International Research Journal of Oncology,
Background: Parathyroid carcinoma (PC) is an extremely rare tumor with estimated prevalence of about 0.005% of all cancer cases. There is no established etiology for parathyroid carcinoma; with both environmental and genetic factors may be contributing. The majority of the cases present with manifestations of hypercalcemia, with the diagnosis made only after surgery.
Methods: We represent three cases of parathyroid carcinoma who were operated in our surgical department. We retrospectively collected the clinical data associated with the course of presentation, investigations and management of the three patients. We followed-up the three patients for five years post-operatively.

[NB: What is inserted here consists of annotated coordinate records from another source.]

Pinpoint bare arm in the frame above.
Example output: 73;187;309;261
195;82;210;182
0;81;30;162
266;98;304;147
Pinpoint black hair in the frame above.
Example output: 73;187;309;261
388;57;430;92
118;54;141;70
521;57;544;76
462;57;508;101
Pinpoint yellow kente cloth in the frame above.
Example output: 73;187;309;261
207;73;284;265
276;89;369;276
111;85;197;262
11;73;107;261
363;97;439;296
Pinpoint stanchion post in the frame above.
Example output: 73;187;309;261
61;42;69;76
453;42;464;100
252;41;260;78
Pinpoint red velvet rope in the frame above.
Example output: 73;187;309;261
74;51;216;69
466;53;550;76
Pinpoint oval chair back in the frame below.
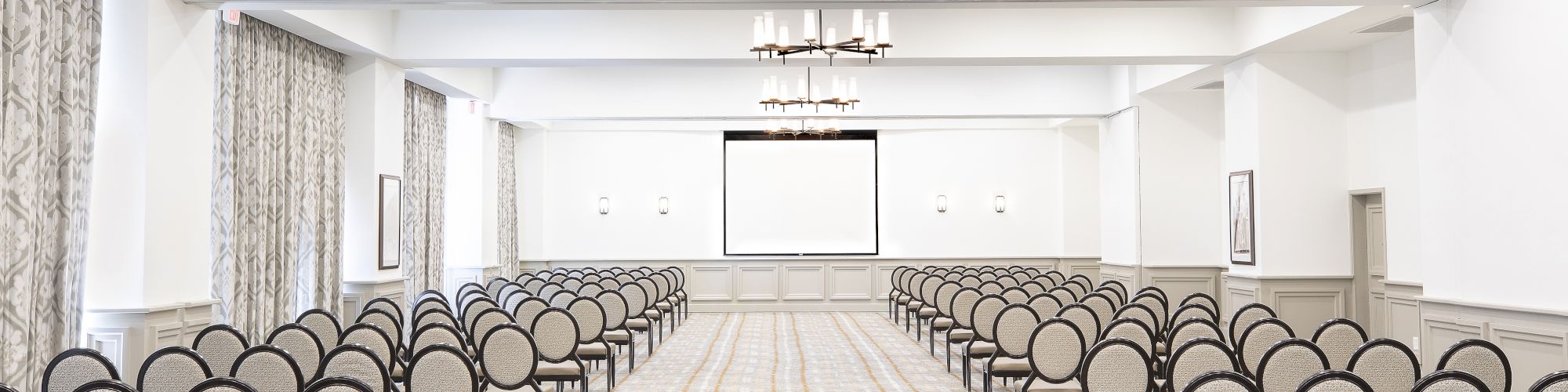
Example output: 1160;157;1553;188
1181;372;1258;392
191;325;251;383
1411;370;1502;392
405;345;480;392
1295;370;1375;392
1345;339;1421;390
1258;337;1328;392
1312;318;1367;370
1162;336;1240;390
136;347;212;392
1438;339;1513;392
315;343;394;392
478;325;539;390
229;345;304;392
1079;339;1154;392
41;348;119;392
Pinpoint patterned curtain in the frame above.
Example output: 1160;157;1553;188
212;16;347;340
401;82;447;304
495;122;522;279
0;0;102;386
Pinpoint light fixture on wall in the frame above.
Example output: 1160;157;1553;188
751;9;892;66
757;67;861;111
762;119;844;136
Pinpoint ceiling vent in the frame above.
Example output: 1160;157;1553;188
1192;80;1225;89
1356;16;1416;34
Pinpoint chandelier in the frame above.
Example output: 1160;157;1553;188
762;118;842;136
757;67;861;111
751;9;892;66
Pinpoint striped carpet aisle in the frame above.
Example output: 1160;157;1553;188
558;312;1002;390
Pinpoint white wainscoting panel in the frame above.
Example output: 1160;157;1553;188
735;265;779;301
784;265;828;301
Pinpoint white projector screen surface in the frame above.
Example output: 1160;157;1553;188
724;140;877;254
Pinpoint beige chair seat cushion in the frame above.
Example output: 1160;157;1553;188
577;343;610;356
931;317;953;329
1027;378;1083;392
604;329;632;343
991;356;1030;372
969;342;996;356
533;361;583;376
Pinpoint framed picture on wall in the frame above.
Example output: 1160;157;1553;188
376;174;403;270
1229;171;1258;265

Case Reports: Two patients were males (53 years of age) and one female (23 years of age). They all presented with clinical manifestations of hypercalcemia. Ultrasonography and MIBI scans were utilized to localize the tumor but could not differentiate between benign and malignant glands. Malignancy was confirmed only after surgery. No recurrence was detected in five years of follow-up.
Conclusion: The diagnosis of parathyroid carcinoma is usually challenging with no single test could differentiate benign from malignant tumors. Because of the rarity of the disease, more future studies would be required to expand our knowledge regarding the underlying genetic causes which would help to design accurate and reliable diagnostic and therapeutic tools.